The caretaker excused himself, but whether for a telephone or a mirror tormented the escapees. Before the man returned, a truck stopped in front of the center. The group scampered out the door and into the front seat.
“There isn’t enough room for everyone in the cab,” said the driver, introducing himself as Mikhail Artemev.
“As soon as the center’s out of sight,” Dimitri replied, “one of us will move to the back. The caretaker was suspicious.”
“Isn’t everybody in this country?”
Mikhail fitted the role of a truck driver engaged in the business of transporting stolen goods. His short, muscular body, his large, scarred hands, his grim expression would have given any policeman pause before ordering him out of his van. He spoke with a Caucasian accent, having grown up in Ossetia.
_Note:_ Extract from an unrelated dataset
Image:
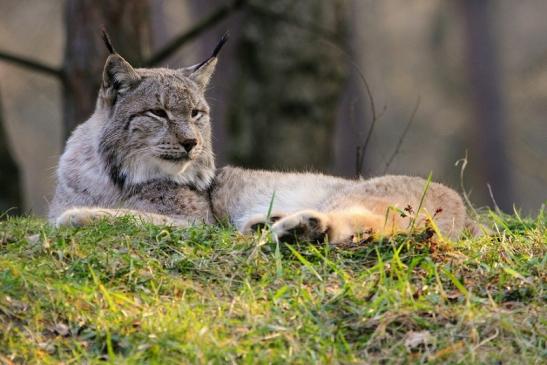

His devil-be-damned attitude was typical of mountain men, and he seemed to take pride in defying the authorities. “Unless they shoot me,” he said, “no law is going to keep me from doing what I please. A prison camp!” he said scornfully, “they sent me to one in Kazakhstan. I was back driving these roads in under six months.”
At a stand of beech trees, he idled the truck and reached behind the driver’s seat to remove a pillow and a ragged blanket. Although the weather was frigid, one of the men would have to ride in the back. Dimitri volunteered. He untied the tarpaulin and squeezed in between boxes of caviar and vodka. Mikhail apologized for the rough quarters but said he had no objections if Dimitri dipped into the roe. They would spend the night at a boardinghouse deep in a stand of fir trees.
“It caters to truckers. In other words, the people who run it can be trusted. You and your cousin here,” said Mikhail, referring to Alexei, “can trade
off every hour. I don’t want you freezing to death and me having to bury you.”
“What if the police stop us?” asked Dimitri.
“They won’t!”
From his comment, the escapees deduced that the police were “on the take,” and that the boardinghouse was a local safe house for thieves and black marketeers.
By the time the truck passed through K______, Dimitri and Alexei had frequently exchanged places and were exhausted by the effort to keep warm. Mikhail pulled into a wooded area with a sandy road that led back to an old-style Russian log house with shiplap siding, painted red to imitate a brick surface, and three-paned T-windows. The scrollwork over the windows had obviously been carved by a master, though the colors, yellow and orange, had badly faded. Several trucks were parked in the trees. Mikhail knew one of them and remarked, “Stepan Borschak is a good fellow. He’ll have plenty of stories to tell us.”
The overseers of the lodge, the Medvedevs, disclaimed any political interests but passionately followed Russian chess. In the sitting room, a cherrywood table held an inlaid chessboard with ivory pieces. The board dated from the eighteenth century and had been passed down through the family, which counted among its members a number of distinguished players, though no grand masters. Behind the table and chessboard stood a ceramic Scandinavian stove that emitted enough heat to make the fireplace superfluous. Four truckers arrived just to take dinner: whitefish, potatoes, and cabbage. Dimitri later observed that the meal, though not gourmet, was filling and the company jolly.
The tradition at the boardinghouse was that after dinner the guests told stories, followed by chess. Stepan Borschak limped from a bullet in his hip. In his late forties, he had fought in the Civil War on the side of the Reds, not for ideological reasons but because the girl he loved was a devoted Bolshevik. When she left him, he turned to womanizing, stealing, drinking, and embellishing stories that he heard on the road. Whatever the original plot, he managed to turn it to his principal interest: betrayal.